On se souvient de l’événement qu’a représenté la première photo d’un système exoplanétaire en 2008. Il s’agissait de l’imagerie des exoplanètes en mouvement autour de l’étoile HR 8799 prise par les astronomes québécois René Doyon, David Lafrenière et Christian Marois. Aujourd’hui, c’est Charles Cadieux, un doctorant de l’Université de Montréal, membre de l’Institut de recherche sur les exoplanètes (iREx) qui fait parler de lui avec l’équipe internationale qu’il a dirigée et qui publie aujourd’hui un article dans la célèbre revue Astronomical Journal.

Il y est question d’une découverte remarquable comme on peut s’en rendre compte en lisant l’article en accès libre sur arXiv et elle fera sans doute plaisir aux lecteurs de l’Incal, la célèbre bande dessinée de science-fiction française scénarisée par Alexandro Jodorowsky et dessinée par Mœbius. Ils ne manqueront pas de penser à la planète prison d’Aquaend puisque les astronomes font aujourd’hui état de la découverte à seulement 100 années-lumière de la Terre de ce qui semble bien être une planète océan.
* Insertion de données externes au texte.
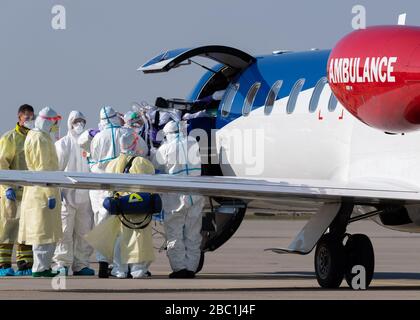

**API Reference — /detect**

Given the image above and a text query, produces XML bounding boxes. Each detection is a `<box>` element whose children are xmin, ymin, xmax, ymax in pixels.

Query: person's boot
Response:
<box><xmin>169</xmin><ymin>269</ymin><xmax>188</xmax><ymax>279</ymax></box>
<box><xmin>0</xmin><ymin>264</ymin><xmax>15</xmax><ymax>277</ymax></box>
<box><xmin>32</xmin><ymin>269</ymin><xmax>59</xmax><ymax>278</ymax></box>
<box><xmin>98</xmin><ymin>261</ymin><xmax>109</xmax><ymax>279</ymax></box>
<box><xmin>15</xmin><ymin>261</ymin><xmax>32</xmax><ymax>277</ymax></box>
<box><xmin>73</xmin><ymin>267</ymin><xmax>95</xmax><ymax>276</ymax></box>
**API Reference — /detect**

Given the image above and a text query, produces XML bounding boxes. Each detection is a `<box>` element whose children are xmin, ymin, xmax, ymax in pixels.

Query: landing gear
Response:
<box><xmin>314</xmin><ymin>204</ymin><xmax>375</xmax><ymax>289</ymax></box>
<box><xmin>315</xmin><ymin>234</ymin><xmax>345</xmax><ymax>289</ymax></box>
<box><xmin>315</xmin><ymin>233</ymin><xmax>375</xmax><ymax>289</ymax></box>
<box><xmin>195</xmin><ymin>251</ymin><xmax>205</xmax><ymax>273</ymax></box>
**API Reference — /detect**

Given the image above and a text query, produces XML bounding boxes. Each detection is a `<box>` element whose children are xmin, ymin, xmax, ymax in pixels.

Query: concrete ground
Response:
<box><xmin>0</xmin><ymin>219</ymin><xmax>420</xmax><ymax>300</ymax></box>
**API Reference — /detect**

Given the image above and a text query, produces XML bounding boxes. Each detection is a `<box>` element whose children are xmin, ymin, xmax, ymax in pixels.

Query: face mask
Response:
<box><xmin>23</xmin><ymin>120</ymin><xmax>35</xmax><ymax>129</ymax></box>
<box><xmin>50</xmin><ymin>123</ymin><xmax>60</xmax><ymax>141</ymax></box>
<box><xmin>73</xmin><ymin>123</ymin><xmax>85</xmax><ymax>135</ymax></box>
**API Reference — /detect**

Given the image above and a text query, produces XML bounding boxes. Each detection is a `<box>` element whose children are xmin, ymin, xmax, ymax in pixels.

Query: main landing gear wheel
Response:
<box><xmin>315</xmin><ymin>234</ymin><xmax>345</xmax><ymax>289</ymax></box>
<box><xmin>195</xmin><ymin>251</ymin><xmax>204</xmax><ymax>273</ymax></box>
<box><xmin>344</xmin><ymin>234</ymin><xmax>375</xmax><ymax>288</ymax></box>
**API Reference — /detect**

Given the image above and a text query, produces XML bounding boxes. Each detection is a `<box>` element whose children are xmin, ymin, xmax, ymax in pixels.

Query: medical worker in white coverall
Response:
<box><xmin>53</xmin><ymin>111</ymin><xmax>95</xmax><ymax>276</ymax></box>
<box><xmin>89</xmin><ymin>106</ymin><xmax>126</xmax><ymax>278</ymax></box>
<box><xmin>153</xmin><ymin>121</ymin><xmax>204</xmax><ymax>278</ymax></box>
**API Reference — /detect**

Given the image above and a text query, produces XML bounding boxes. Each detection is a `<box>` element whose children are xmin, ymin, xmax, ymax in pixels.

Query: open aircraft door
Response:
<box><xmin>138</xmin><ymin>45</ymin><xmax>256</xmax><ymax>271</ymax></box>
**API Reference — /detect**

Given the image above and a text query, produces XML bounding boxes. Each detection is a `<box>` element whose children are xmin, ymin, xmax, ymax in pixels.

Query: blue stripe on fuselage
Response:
<box><xmin>215</xmin><ymin>50</ymin><xmax>331</xmax><ymax>129</ymax></box>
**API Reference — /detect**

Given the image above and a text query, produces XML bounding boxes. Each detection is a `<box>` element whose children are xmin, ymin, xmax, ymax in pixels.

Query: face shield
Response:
<box><xmin>72</xmin><ymin>119</ymin><xmax>86</xmax><ymax>136</ymax></box>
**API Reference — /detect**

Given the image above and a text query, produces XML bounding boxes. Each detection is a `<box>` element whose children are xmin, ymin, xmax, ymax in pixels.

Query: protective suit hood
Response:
<box><xmin>35</xmin><ymin>107</ymin><xmax>61</xmax><ymax>133</ymax></box>
<box><xmin>99</xmin><ymin>107</ymin><xmax>121</xmax><ymax>129</ymax></box>
<box><xmin>67</xmin><ymin>110</ymin><xmax>86</xmax><ymax>135</ymax></box>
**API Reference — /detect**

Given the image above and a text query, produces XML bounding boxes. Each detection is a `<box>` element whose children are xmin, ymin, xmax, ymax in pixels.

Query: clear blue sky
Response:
<box><xmin>0</xmin><ymin>0</ymin><xmax>420</xmax><ymax>132</ymax></box>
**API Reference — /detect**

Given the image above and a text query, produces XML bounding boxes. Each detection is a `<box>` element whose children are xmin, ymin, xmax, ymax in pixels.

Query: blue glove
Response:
<box><xmin>89</xmin><ymin>129</ymin><xmax>101</xmax><ymax>138</ymax></box>
<box><xmin>6</xmin><ymin>188</ymin><xmax>16</xmax><ymax>201</ymax></box>
<box><xmin>48</xmin><ymin>198</ymin><xmax>56</xmax><ymax>210</ymax></box>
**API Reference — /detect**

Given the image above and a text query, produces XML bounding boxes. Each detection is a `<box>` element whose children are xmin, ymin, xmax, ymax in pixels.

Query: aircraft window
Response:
<box><xmin>309</xmin><ymin>77</ymin><xmax>328</xmax><ymax>113</ymax></box>
<box><xmin>264</xmin><ymin>80</ymin><xmax>283</xmax><ymax>116</ymax></box>
<box><xmin>286</xmin><ymin>79</ymin><xmax>305</xmax><ymax>114</ymax></box>
<box><xmin>242</xmin><ymin>82</ymin><xmax>261</xmax><ymax>116</ymax></box>
<box><xmin>328</xmin><ymin>93</ymin><xmax>338</xmax><ymax>112</ymax></box>
<box><xmin>221</xmin><ymin>83</ymin><xmax>239</xmax><ymax>117</ymax></box>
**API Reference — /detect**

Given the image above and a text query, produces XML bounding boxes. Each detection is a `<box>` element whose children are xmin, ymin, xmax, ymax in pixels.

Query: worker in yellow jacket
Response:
<box><xmin>86</xmin><ymin>130</ymin><xmax>155</xmax><ymax>278</ymax></box>
<box><xmin>0</xmin><ymin>104</ymin><xmax>34</xmax><ymax>277</ymax></box>
<box><xmin>18</xmin><ymin>107</ymin><xmax>63</xmax><ymax>277</ymax></box>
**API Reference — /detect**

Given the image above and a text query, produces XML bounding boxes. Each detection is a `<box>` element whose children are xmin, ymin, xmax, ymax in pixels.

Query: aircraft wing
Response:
<box><xmin>0</xmin><ymin>170</ymin><xmax>420</xmax><ymax>205</ymax></box>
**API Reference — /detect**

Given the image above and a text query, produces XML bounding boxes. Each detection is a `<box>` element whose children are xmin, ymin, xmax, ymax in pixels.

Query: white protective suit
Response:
<box><xmin>89</xmin><ymin>106</ymin><xmax>128</xmax><ymax>263</ymax></box>
<box><xmin>54</xmin><ymin>111</ymin><xmax>93</xmax><ymax>272</ymax></box>
<box><xmin>87</xmin><ymin>132</ymin><xmax>155</xmax><ymax>278</ymax></box>
<box><xmin>153</xmin><ymin>121</ymin><xmax>204</xmax><ymax>272</ymax></box>
<box><xmin>18</xmin><ymin>107</ymin><xmax>62</xmax><ymax>276</ymax></box>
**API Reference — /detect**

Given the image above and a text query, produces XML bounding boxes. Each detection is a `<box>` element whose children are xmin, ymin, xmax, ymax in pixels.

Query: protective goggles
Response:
<box><xmin>38</xmin><ymin>115</ymin><xmax>61</xmax><ymax>121</ymax></box>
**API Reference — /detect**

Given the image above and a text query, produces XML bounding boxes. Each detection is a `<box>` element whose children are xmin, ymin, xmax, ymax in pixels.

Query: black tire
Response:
<box><xmin>345</xmin><ymin>234</ymin><xmax>375</xmax><ymax>289</ymax></box>
<box><xmin>195</xmin><ymin>251</ymin><xmax>204</xmax><ymax>273</ymax></box>
<box><xmin>314</xmin><ymin>234</ymin><xmax>345</xmax><ymax>289</ymax></box>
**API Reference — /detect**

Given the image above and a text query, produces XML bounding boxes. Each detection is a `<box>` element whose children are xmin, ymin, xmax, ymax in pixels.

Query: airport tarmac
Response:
<box><xmin>0</xmin><ymin>219</ymin><xmax>420</xmax><ymax>300</ymax></box>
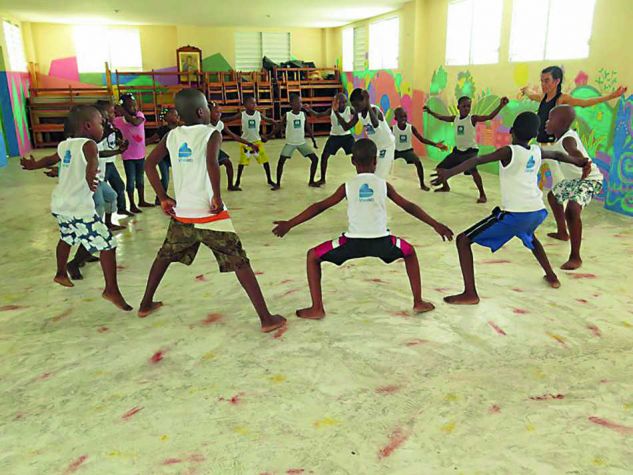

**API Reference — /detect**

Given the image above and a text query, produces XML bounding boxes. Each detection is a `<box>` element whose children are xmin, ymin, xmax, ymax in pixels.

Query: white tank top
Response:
<box><xmin>242</xmin><ymin>111</ymin><xmax>262</xmax><ymax>143</ymax></box>
<box><xmin>358</xmin><ymin>106</ymin><xmax>394</xmax><ymax>150</ymax></box>
<box><xmin>499</xmin><ymin>145</ymin><xmax>545</xmax><ymax>213</ymax></box>
<box><xmin>167</xmin><ymin>124</ymin><xmax>225</xmax><ymax>218</ymax></box>
<box><xmin>454</xmin><ymin>114</ymin><xmax>479</xmax><ymax>151</ymax></box>
<box><xmin>286</xmin><ymin>111</ymin><xmax>306</xmax><ymax>145</ymax></box>
<box><xmin>51</xmin><ymin>138</ymin><xmax>95</xmax><ymax>218</ymax></box>
<box><xmin>330</xmin><ymin>106</ymin><xmax>352</xmax><ymax>136</ymax></box>
<box><xmin>345</xmin><ymin>173</ymin><xmax>389</xmax><ymax>239</ymax></box>
<box><xmin>392</xmin><ymin>124</ymin><xmax>413</xmax><ymax>152</ymax></box>
<box><xmin>550</xmin><ymin>129</ymin><xmax>603</xmax><ymax>183</ymax></box>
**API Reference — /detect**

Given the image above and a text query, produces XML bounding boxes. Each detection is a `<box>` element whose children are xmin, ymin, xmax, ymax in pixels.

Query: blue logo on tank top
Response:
<box><xmin>178</xmin><ymin>142</ymin><xmax>192</xmax><ymax>162</ymax></box>
<box><xmin>358</xmin><ymin>183</ymin><xmax>374</xmax><ymax>201</ymax></box>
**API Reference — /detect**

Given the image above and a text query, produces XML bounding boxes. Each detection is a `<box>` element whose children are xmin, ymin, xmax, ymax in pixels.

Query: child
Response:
<box><xmin>211</xmin><ymin>102</ymin><xmax>259</xmax><ymax>191</ymax></box>
<box><xmin>306</xmin><ymin>92</ymin><xmax>354</xmax><ymax>186</ymax></box>
<box><xmin>273</xmin><ymin>139</ymin><xmax>453</xmax><ymax>320</ymax></box>
<box><xmin>545</xmin><ymin>105</ymin><xmax>603</xmax><ymax>270</ymax></box>
<box><xmin>334</xmin><ymin>88</ymin><xmax>396</xmax><ymax>180</ymax></box>
<box><xmin>431</xmin><ymin>112</ymin><xmax>587</xmax><ymax>305</ymax></box>
<box><xmin>225</xmin><ymin>96</ymin><xmax>277</xmax><ymax>188</ymax></box>
<box><xmin>20</xmin><ymin>106</ymin><xmax>132</xmax><ymax>311</ymax></box>
<box><xmin>138</xmin><ymin>89</ymin><xmax>286</xmax><ymax>332</ymax></box>
<box><xmin>145</xmin><ymin>107</ymin><xmax>180</xmax><ymax>205</ymax></box>
<box><xmin>95</xmin><ymin>100</ymin><xmax>132</xmax><ymax>216</ymax></box>
<box><xmin>114</xmin><ymin>93</ymin><xmax>154</xmax><ymax>213</ymax></box>
<box><xmin>424</xmin><ymin>96</ymin><xmax>509</xmax><ymax>203</ymax></box>
<box><xmin>271</xmin><ymin>94</ymin><xmax>320</xmax><ymax>191</ymax></box>
<box><xmin>392</xmin><ymin>107</ymin><xmax>448</xmax><ymax>191</ymax></box>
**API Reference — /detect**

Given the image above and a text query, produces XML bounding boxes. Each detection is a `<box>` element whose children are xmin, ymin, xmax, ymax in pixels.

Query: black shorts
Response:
<box><xmin>314</xmin><ymin>235</ymin><xmax>413</xmax><ymax>266</ymax></box>
<box><xmin>323</xmin><ymin>134</ymin><xmax>355</xmax><ymax>155</ymax></box>
<box><xmin>435</xmin><ymin>147</ymin><xmax>479</xmax><ymax>175</ymax></box>
<box><xmin>394</xmin><ymin>148</ymin><xmax>420</xmax><ymax>165</ymax></box>
<box><xmin>218</xmin><ymin>150</ymin><xmax>229</xmax><ymax>163</ymax></box>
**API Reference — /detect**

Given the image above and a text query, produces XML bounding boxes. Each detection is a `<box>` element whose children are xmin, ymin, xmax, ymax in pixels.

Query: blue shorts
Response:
<box><xmin>464</xmin><ymin>207</ymin><xmax>547</xmax><ymax>252</ymax></box>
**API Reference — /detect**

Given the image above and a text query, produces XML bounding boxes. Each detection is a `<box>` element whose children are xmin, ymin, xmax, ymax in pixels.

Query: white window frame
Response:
<box><xmin>2</xmin><ymin>19</ymin><xmax>28</xmax><ymax>72</ymax></box>
<box><xmin>367</xmin><ymin>16</ymin><xmax>400</xmax><ymax>70</ymax></box>
<box><xmin>445</xmin><ymin>0</ymin><xmax>504</xmax><ymax>66</ymax></box>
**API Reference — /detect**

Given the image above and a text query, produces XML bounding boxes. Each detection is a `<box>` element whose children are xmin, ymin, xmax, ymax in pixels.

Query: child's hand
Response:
<box><xmin>20</xmin><ymin>155</ymin><xmax>35</xmax><ymax>170</ymax></box>
<box><xmin>273</xmin><ymin>221</ymin><xmax>292</xmax><ymax>237</ymax></box>
<box><xmin>211</xmin><ymin>195</ymin><xmax>224</xmax><ymax>214</ymax></box>
<box><xmin>431</xmin><ymin>168</ymin><xmax>453</xmax><ymax>186</ymax></box>
<box><xmin>433</xmin><ymin>223</ymin><xmax>453</xmax><ymax>241</ymax></box>
<box><xmin>160</xmin><ymin>196</ymin><xmax>176</xmax><ymax>216</ymax></box>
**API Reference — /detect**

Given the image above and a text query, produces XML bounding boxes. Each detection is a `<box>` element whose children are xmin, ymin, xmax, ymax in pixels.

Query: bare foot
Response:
<box><xmin>66</xmin><ymin>261</ymin><xmax>84</xmax><ymax>280</ymax></box>
<box><xmin>444</xmin><ymin>292</ymin><xmax>479</xmax><ymax>305</ymax></box>
<box><xmin>101</xmin><ymin>290</ymin><xmax>132</xmax><ymax>312</ymax></box>
<box><xmin>53</xmin><ymin>275</ymin><xmax>75</xmax><ymax>287</ymax></box>
<box><xmin>560</xmin><ymin>257</ymin><xmax>582</xmax><ymax>270</ymax></box>
<box><xmin>137</xmin><ymin>302</ymin><xmax>163</xmax><ymax>318</ymax></box>
<box><xmin>413</xmin><ymin>300</ymin><xmax>435</xmax><ymax>313</ymax></box>
<box><xmin>543</xmin><ymin>275</ymin><xmax>560</xmax><ymax>289</ymax></box>
<box><xmin>296</xmin><ymin>307</ymin><xmax>325</xmax><ymax>320</ymax></box>
<box><xmin>547</xmin><ymin>231</ymin><xmax>569</xmax><ymax>241</ymax></box>
<box><xmin>261</xmin><ymin>315</ymin><xmax>286</xmax><ymax>333</ymax></box>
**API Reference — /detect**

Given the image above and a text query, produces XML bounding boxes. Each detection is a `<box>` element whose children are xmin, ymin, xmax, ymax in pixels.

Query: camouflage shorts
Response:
<box><xmin>158</xmin><ymin>219</ymin><xmax>249</xmax><ymax>272</ymax></box>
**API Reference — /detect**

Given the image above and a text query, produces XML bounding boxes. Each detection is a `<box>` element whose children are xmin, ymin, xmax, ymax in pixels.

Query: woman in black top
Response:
<box><xmin>145</xmin><ymin>107</ymin><xmax>180</xmax><ymax>205</ymax></box>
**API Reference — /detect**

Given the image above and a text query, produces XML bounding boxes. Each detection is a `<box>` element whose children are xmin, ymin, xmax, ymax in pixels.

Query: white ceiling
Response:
<box><xmin>0</xmin><ymin>0</ymin><xmax>407</xmax><ymax>28</ymax></box>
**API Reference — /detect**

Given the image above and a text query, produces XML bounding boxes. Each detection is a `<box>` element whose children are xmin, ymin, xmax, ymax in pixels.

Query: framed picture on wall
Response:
<box><xmin>176</xmin><ymin>45</ymin><xmax>202</xmax><ymax>83</ymax></box>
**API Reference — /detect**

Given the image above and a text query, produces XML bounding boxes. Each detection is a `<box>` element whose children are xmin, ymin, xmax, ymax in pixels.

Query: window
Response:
<box><xmin>369</xmin><ymin>17</ymin><xmax>400</xmax><ymax>69</ymax></box>
<box><xmin>73</xmin><ymin>25</ymin><xmax>143</xmax><ymax>73</ymax></box>
<box><xmin>343</xmin><ymin>28</ymin><xmax>354</xmax><ymax>71</ymax></box>
<box><xmin>2</xmin><ymin>20</ymin><xmax>26</xmax><ymax>71</ymax></box>
<box><xmin>510</xmin><ymin>0</ymin><xmax>596</xmax><ymax>61</ymax></box>
<box><xmin>235</xmin><ymin>31</ymin><xmax>290</xmax><ymax>71</ymax></box>
<box><xmin>446</xmin><ymin>0</ymin><xmax>503</xmax><ymax>65</ymax></box>
<box><xmin>354</xmin><ymin>26</ymin><xmax>367</xmax><ymax>71</ymax></box>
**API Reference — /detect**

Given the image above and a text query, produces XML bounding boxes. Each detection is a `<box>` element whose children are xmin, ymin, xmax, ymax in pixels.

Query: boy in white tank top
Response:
<box><xmin>392</xmin><ymin>107</ymin><xmax>448</xmax><ymax>191</ymax></box>
<box><xmin>545</xmin><ymin>105</ymin><xmax>603</xmax><ymax>270</ymax></box>
<box><xmin>431</xmin><ymin>112</ymin><xmax>587</xmax><ymax>305</ymax></box>
<box><xmin>273</xmin><ymin>139</ymin><xmax>453</xmax><ymax>320</ymax></box>
<box><xmin>334</xmin><ymin>88</ymin><xmax>396</xmax><ymax>180</ymax></box>
<box><xmin>224</xmin><ymin>96</ymin><xmax>279</xmax><ymax>188</ymax></box>
<box><xmin>138</xmin><ymin>89</ymin><xmax>286</xmax><ymax>332</ymax></box>
<box><xmin>306</xmin><ymin>92</ymin><xmax>355</xmax><ymax>185</ymax></box>
<box><xmin>20</xmin><ymin>106</ymin><xmax>132</xmax><ymax>311</ymax></box>
<box><xmin>424</xmin><ymin>96</ymin><xmax>510</xmax><ymax>203</ymax></box>
<box><xmin>271</xmin><ymin>94</ymin><xmax>320</xmax><ymax>191</ymax></box>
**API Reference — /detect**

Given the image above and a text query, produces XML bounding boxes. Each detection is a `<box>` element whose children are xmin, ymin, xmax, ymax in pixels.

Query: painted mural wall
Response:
<box><xmin>344</xmin><ymin>66</ymin><xmax>633</xmax><ymax>216</ymax></box>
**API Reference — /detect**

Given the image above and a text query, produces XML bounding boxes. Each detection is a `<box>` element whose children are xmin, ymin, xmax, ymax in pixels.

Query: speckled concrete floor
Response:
<box><xmin>0</xmin><ymin>141</ymin><xmax>633</xmax><ymax>475</ymax></box>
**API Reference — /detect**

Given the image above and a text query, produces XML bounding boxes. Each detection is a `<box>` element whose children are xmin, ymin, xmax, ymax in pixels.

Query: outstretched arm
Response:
<box><xmin>431</xmin><ymin>146</ymin><xmax>512</xmax><ymax>186</ymax></box>
<box><xmin>411</xmin><ymin>125</ymin><xmax>448</xmax><ymax>150</ymax></box>
<box><xmin>559</xmin><ymin>86</ymin><xmax>627</xmax><ymax>107</ymax></box>
<box><xmin>422</xmin><ymin>106</ymin><xmax>455</xmax><ymax>122</ymax></box>
<box><xmin>20</xmin><ymin>152</ymin><xmax>60</xmax><ymax>170</ymax></box>
<box><xmin>387</xmin><ymin>183</ymin><xmax>453</xmax><ymax>241</ymax></box>
<box><xmin>273</xmin><ymin>185</ymin><xmax>345</xmax><ymax>237</ymax></box>
<box><xmin>472</xmin><ymin>97</ymin><xmax>510</xmax><ymax>124</ymax></box>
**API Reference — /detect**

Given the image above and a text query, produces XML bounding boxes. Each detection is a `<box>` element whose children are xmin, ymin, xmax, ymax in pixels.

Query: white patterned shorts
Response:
<box><xmin>53</xmin><ymin>214</ymin><xmax>116</xmax><ymax>254</ymax></box>
<box><xmin>552</xmin><ymin>178</ymin><xmax>602</xmax><ymax>207</ymax></box>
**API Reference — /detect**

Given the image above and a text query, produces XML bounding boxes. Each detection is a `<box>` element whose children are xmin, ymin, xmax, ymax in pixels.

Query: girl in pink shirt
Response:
<box><xmin>114</xmin><ymin>93</ymin><xmax>154</xmax><ymax>213</ymax></box>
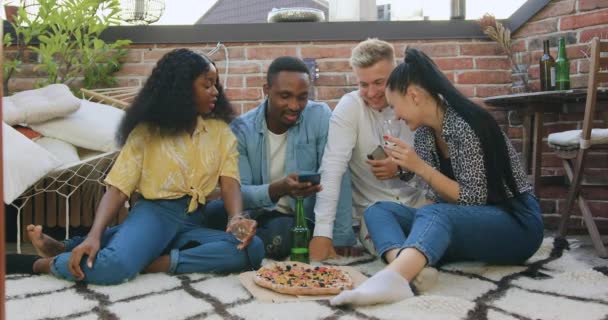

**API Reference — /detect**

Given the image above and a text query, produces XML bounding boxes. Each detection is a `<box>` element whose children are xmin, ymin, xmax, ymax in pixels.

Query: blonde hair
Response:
<box><xmin>350</xmin><ymin>38</ymin><xmax>395</xmax><ymax>68</ymax></box>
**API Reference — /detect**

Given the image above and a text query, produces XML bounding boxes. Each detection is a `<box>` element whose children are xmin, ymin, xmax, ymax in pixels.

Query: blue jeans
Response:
<box><xmin>363</xmin><ymin>193</ymin><xmax>543</xmax><ymax>265</ymax></box>
<box><xmin>51</xmin><ymin>198</ymin><xmax>264</xmax><ymax>285</ymax></box>
<box><xmin>204</xmin><ymin>200</ymin><xmax>338</xmax><ymax>260</ymax></box>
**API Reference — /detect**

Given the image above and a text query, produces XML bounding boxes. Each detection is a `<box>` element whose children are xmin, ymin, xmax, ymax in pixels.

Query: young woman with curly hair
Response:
<box><xmin>11</xmin><ymin>49</ymin><xmax>264</xmax><ymax>285</ymax></box>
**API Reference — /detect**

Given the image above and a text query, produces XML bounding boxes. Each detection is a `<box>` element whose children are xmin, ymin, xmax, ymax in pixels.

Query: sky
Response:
<box><xmin>154</xmin><ymin>0</ymin><xmax>526</xmax><ymax>25</ymax></box>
Représentation de l’exoplanète TOI-1452 b, une petite planète potentiellement recouverte d’eau révélée par une équipe internationale de chercheurs dirigée par Charles Cadieux, doctorant à l’Université de Montréal et membre de l’Institut de recherche sur les exoplanètes (IRex). © Benoît Gougeon, Université de Montréal

L’astre prétendant à ce titre s’appelle TOI-1452 b et, comme son nom le laisse deviner (Tess Object of Interest TOI), il a été initialement débusqué par le satellite Tess de la Nasa en utilisant la méthode de transit. Cette méthode fournit un rayon et une période orbitale pour une exoplanète. On peut la compléter en déterminant une masse à l’aide de la méthode des vitesses radiales. Masses et rayons donnant une densité, on peut alors avancer qu’une exoplanète est ou n’est pas une planète océan si en plus elle se trouve à une distance de son étoile hôte rendant en théorie possible l’existence d’eau liquide — cela ne va pas de soi car il faut aussi prendre en compte l’existence d’une atmosphère et d’un possible effet de serre.

TOI-1452 b se trouve dans la constellation du Dragon mais avant de conclure qu’il s’agissait peut-être d’une planète océan, il a fallu vérifier déjà qu’elle existait en orbite autour d’une des petites étoiles d’un système binaire observé par Tess, avec une taille environ 70 % plus grande que la Terre et une période orbitale autour d’une naine rouge de seulement onze jours.

L’Observatoire du Mont-Mégantic est une installation de recherche astronomique de calibre mondial situé dans la première Réserve internationale de ciel étoilé. Vous pourrez bientôt le visiter virtuellement assis confortablement depuis votre divan. En voici un avant-goût ! © Emir Chouchane, Université de Montréal

Des transits et des décalages Doppler

Charles Cadieux et ses collègues ont tout d’abord confirmé l’occurrence de transit avec la caméra Pesto (pour Planètes Extra-Solaires en Transit et Occultations) conçue par David Lafrenière et son étudiant de doctorat François-René Lachapelle, tout deux de l’Université de Montréal. Elle est installée sur le télescope de l’Observatoire du Mont-Mégantic, situé en Estrie.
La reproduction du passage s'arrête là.